Anyway, on to the book itself. It's a compelling read, moves along a brisk pace, and Mustaine is brutally honest about his personal demons and drug addictions. He discusses everything from growing up in split household and constantly moving, living with Jehovah's Witnesses, getting into music, joining and subsequently getting fired from Metallica, forming Megadeth, spiraling into fame and addiction, getting married, finding success and failure, rehab, relapse and becoming a born-again Christian to growing tired of Megadeth, damaging his fret hand, and then reforming Megadeth. No stone is left unturned.
I went in expecting an unending tirade against James Hetfield and Lars Ulrich of Metallica, and while Mustaine is honest about why he feels the way he does, he doesn't dwell on it. He offers his reasons for feeling bitter and resentful -being forced to leave just as the band was hitting it big, no second chance, having to ride a bus from New York to California after getting the news, seeing his contributions marginalized, feeling Megadeth didn't achieve the same level of success - but he admits his own faults. He drank too much, lost his temper a lot, caused trouble, and missed indications there was trouble in paradise.

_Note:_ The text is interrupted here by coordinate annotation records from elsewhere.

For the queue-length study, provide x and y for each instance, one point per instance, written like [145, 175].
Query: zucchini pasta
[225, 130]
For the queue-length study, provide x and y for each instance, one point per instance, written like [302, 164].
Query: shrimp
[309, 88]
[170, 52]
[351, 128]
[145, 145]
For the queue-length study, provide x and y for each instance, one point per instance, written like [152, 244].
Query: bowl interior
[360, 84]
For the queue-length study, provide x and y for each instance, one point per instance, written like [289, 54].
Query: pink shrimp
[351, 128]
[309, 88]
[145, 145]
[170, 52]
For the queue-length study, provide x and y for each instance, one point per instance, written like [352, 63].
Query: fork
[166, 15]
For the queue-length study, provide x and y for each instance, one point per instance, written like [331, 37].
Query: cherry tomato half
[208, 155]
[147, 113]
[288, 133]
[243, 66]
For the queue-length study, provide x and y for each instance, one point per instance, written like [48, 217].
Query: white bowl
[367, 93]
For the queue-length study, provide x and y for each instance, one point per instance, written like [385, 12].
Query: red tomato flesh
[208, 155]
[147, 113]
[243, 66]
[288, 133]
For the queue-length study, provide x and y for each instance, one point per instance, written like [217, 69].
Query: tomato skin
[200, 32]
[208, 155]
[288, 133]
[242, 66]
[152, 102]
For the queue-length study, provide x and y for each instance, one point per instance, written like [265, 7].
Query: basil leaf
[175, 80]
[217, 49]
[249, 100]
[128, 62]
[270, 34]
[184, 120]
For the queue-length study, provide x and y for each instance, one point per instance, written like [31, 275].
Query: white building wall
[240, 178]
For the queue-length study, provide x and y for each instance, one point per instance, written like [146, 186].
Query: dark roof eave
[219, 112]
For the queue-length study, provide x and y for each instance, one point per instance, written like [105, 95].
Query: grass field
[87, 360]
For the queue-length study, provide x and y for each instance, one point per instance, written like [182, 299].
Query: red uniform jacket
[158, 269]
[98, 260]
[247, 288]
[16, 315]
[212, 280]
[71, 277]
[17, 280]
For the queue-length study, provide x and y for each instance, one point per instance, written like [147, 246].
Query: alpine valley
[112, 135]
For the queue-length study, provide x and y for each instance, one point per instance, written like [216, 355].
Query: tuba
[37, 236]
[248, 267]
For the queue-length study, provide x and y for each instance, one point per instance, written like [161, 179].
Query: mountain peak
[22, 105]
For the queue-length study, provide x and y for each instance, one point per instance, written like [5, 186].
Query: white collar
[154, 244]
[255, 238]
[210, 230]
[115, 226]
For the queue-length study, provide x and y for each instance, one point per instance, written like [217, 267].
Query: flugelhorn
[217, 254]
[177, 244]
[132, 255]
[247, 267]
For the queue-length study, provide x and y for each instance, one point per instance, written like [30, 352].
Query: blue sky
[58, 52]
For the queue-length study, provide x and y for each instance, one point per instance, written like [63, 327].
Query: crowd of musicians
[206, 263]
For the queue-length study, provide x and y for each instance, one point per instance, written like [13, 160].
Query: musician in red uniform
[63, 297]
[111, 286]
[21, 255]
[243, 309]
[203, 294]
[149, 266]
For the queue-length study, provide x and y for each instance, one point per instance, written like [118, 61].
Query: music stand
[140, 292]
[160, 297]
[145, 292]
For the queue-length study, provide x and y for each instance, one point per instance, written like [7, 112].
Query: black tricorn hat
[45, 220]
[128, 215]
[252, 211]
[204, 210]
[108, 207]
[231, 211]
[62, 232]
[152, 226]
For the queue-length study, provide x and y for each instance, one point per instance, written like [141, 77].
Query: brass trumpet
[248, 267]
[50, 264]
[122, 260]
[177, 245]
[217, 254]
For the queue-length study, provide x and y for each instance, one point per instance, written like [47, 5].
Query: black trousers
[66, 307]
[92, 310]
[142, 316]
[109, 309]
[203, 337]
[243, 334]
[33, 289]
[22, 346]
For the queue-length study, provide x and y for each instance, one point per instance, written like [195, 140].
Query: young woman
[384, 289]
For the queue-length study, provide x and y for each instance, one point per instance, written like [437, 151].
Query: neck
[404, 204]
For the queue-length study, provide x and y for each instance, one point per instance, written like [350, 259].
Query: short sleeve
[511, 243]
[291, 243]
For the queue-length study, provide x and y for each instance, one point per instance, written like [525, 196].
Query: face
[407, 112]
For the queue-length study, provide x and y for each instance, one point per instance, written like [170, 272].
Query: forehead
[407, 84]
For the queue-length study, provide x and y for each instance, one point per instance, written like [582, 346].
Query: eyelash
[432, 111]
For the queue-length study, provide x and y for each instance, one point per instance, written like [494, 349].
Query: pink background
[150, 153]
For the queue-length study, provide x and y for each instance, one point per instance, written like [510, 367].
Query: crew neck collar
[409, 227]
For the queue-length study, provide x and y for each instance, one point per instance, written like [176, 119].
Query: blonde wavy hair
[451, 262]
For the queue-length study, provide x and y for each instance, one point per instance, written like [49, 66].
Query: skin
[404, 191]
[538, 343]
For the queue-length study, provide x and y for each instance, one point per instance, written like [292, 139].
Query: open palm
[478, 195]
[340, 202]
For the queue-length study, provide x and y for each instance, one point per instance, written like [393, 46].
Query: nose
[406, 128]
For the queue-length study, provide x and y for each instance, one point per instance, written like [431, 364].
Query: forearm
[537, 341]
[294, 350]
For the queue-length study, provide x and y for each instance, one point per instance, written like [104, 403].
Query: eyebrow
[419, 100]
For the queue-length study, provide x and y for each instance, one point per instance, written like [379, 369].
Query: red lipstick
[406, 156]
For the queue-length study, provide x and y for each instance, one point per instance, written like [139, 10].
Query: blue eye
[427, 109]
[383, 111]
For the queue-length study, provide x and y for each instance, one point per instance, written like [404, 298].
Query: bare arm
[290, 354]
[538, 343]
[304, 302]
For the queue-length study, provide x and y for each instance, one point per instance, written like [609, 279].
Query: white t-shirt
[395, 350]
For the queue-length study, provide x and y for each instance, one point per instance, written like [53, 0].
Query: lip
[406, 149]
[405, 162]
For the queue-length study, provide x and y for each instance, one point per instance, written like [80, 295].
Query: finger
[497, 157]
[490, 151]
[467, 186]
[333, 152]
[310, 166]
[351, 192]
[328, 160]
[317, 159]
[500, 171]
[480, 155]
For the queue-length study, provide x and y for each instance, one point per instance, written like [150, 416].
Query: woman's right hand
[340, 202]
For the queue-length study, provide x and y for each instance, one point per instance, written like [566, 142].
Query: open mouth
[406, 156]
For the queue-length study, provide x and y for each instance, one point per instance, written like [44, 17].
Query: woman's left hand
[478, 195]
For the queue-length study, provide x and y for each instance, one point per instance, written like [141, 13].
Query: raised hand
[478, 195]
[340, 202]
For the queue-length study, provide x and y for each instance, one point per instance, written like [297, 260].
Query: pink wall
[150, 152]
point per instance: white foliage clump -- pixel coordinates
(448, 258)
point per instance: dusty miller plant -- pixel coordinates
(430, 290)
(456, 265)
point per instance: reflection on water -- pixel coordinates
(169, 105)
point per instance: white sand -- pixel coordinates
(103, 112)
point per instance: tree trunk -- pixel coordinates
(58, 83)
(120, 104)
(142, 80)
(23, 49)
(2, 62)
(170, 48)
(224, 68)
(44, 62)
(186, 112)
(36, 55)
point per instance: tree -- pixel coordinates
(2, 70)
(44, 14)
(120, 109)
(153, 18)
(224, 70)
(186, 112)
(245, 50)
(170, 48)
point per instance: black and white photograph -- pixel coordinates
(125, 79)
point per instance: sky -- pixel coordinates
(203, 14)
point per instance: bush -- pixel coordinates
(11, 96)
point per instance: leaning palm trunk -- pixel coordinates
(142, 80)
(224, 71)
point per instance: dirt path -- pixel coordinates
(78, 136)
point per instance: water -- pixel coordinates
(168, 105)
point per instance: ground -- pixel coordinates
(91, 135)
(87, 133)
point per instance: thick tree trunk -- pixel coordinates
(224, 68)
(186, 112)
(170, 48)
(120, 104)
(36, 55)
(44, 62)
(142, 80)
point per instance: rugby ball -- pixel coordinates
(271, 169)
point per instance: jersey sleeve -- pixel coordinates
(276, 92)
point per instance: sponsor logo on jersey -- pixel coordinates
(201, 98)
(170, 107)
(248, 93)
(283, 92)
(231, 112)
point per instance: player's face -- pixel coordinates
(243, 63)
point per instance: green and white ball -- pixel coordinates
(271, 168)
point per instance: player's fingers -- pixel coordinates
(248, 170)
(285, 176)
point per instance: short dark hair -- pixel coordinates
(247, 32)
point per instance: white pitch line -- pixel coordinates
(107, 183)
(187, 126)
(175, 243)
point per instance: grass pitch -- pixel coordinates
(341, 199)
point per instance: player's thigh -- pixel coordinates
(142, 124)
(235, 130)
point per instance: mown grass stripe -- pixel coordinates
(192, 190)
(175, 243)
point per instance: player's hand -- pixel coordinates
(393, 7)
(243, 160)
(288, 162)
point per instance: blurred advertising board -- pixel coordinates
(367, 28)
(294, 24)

Mustaine covers a lot of history, and it feels like he only has time to skim over some important stuff. The book feels less like a narrative and more like an extended chronological self-interview in which Mustaine states his beliefs and summarizes his experiences. People kind of fade in and out of the timeline, so the reader rarely gets a defined view of someone beyond what Mustaine tells us they were like. I guess it goes back to that rule of show, don't tell.
However, Mustaine has an ironic, sarcastic sense of humor. At one point, he notes he found out more about doing and acquiring drugs in rehab and AA than anywhere else. He doesn't sugarcoat. He's blunt, and he does have interesting stories to share. For example, I had no idea he tried to woo Kerry King into Megadeth during the initial stages of Slayer's formation.
Overall, the book is fast, interesting read. Megadeth fans have probably already read it, but non-metalheads might find some interest. Mustaine explains the appeal of heavy metal and thrash, offers some of the musical theories behind them, and he's an fascinating individual. Yes, it's limited in scope, but that's the nature of autobiographies. The book gets into the mind of Mustaine.